Dit legt een grotere verantwoordelijkheid bij de leerlingen zelf, zijn deze kinderen daar op zo’n jonge leeftijd al klaar voor? Cox denkt van wel, mits je het in stapjes doorvoert. “Als iemand niet kan zwemmen, moet je hem ook niet in één keer in het zwembad kieperen. Zolang je de kinderen goed begeleidt en ze bewust maakt waar ze mee bezig zijn leren ze vanzelf met die verantwoordelijkheid omgaan.”
Toekomst
De toekomst van het onderwijs gaat zich volgens Cox steeds meer richten op ontwikkeling van de zogenaamde 21st century skills. “Dit gaat om samenwerken, probleemgericht, creatief en probleemoplossend-denken. Hierin is het proces hoe iets tot stand komt erg belangrijk. Dus wat wil ik leren? Hoe ga ik dat doen? Ook gaan kinderen meer naar buiten treden, communiceren met experts over het onderwerp waarover ze iets willen weten.

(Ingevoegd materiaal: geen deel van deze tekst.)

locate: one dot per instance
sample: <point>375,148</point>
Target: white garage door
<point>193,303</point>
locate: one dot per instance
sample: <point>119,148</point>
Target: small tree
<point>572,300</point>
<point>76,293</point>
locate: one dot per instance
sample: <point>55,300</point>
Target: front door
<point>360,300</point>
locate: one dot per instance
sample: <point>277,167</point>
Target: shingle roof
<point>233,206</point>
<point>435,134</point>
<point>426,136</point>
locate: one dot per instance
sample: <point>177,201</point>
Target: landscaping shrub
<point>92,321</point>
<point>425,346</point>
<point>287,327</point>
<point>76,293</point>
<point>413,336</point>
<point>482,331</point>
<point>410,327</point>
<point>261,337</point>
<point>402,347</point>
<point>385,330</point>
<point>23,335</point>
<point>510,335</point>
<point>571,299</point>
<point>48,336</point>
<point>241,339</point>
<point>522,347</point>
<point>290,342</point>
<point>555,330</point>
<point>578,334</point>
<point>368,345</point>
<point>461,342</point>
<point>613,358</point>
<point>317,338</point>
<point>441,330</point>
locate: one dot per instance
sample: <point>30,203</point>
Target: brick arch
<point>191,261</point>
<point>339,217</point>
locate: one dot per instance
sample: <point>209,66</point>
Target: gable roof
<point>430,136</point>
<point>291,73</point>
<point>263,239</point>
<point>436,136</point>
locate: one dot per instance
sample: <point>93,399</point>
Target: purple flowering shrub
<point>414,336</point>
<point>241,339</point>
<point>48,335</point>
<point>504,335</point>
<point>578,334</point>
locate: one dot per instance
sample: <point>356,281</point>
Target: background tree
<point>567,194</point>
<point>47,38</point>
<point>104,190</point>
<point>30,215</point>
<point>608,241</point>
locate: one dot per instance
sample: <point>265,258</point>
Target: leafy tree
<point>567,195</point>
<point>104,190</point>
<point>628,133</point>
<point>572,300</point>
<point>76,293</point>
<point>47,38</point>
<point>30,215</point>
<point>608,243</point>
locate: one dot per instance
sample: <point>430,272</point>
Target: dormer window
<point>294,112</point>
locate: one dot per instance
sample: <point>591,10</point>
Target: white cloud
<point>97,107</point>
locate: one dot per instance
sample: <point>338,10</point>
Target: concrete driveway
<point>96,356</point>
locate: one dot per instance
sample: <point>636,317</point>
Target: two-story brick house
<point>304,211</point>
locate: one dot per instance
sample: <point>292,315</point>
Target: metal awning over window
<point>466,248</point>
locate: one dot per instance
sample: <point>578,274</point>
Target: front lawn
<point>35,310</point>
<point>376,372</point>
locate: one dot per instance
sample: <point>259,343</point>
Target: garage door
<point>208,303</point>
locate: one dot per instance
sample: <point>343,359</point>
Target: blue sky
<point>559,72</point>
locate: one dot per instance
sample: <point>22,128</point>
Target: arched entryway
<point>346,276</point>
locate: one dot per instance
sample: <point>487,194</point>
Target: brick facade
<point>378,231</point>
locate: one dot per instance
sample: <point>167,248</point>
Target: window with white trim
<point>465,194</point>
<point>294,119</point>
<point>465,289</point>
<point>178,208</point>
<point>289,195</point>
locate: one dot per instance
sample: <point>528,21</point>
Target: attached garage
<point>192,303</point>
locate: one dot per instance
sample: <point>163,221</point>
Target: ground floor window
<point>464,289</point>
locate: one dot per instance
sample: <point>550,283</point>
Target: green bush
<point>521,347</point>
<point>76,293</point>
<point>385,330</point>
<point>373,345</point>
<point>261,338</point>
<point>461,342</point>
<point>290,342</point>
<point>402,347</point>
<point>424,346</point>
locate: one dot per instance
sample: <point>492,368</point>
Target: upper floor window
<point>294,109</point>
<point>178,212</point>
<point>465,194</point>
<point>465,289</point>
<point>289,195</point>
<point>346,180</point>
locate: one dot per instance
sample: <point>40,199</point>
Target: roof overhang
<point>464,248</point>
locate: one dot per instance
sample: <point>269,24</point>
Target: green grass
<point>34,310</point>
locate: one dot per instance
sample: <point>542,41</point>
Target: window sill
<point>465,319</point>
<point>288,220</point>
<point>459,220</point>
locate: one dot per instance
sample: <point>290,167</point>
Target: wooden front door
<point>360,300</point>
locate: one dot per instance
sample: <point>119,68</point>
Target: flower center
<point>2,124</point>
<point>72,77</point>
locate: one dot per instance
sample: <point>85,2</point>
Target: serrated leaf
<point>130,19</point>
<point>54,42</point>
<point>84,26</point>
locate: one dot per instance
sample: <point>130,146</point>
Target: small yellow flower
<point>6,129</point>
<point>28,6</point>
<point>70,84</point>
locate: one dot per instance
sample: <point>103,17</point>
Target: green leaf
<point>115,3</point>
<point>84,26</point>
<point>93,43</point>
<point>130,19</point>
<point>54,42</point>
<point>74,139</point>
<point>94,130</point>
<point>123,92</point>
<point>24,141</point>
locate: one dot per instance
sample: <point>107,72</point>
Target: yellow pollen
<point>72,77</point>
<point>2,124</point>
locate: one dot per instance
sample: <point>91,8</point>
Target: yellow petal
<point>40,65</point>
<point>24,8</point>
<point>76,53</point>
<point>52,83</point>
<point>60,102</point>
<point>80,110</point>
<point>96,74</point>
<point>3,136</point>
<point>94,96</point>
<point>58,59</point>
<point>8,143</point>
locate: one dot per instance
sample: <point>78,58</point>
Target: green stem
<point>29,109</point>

Dan beginnen ze weer vooraan; Hebben ze geleerd wat ze wilden? Zo niet dan gaan ze weer schaven aan de vragen. In Duitsland zijn ze hier al een stuk verder mee dan wij hier in Nederland. Als je ziet wat kinderen daar op tien, elf-jarige leeftijd rapporteren over leerprocessen, daar zouden studenten bij Fontys jaloers op zijn.”
Ook de rol van de leraar gaat door deze ontwikkeling veranderen, volgens Cox. Leraren zullen volgens hem steeds meer in de rol van coach of begeleider kruipen.
Frontrunners
Brainport werkt in de regio samen met verschillende scholen die belang zien bij de verandering van het onderwijs en aanleren van ‘nieuwe’ vaardigheden. “De bedoeling is om docenten die vooruit willen, de frontrunners, met elkaar te verbinden, zij kunnen zo kennis uitwisselen en nieuwe manieren van onderwijs ontwikkelen.”
Eén van die manieren om kinderen die nieuwe vaardigheden bij te brengen is ontwikkeld door een Helmondse leerkracht, Cindy Raaymakers. “Zij heeft een soort placemat bedacht, waar kinderen stapje voor stapje de onderzoeksfase kunnen doorlopen. Het is iets heel kleins, maar dit gaat het onderwijs in de toekomst compleet veranderen.”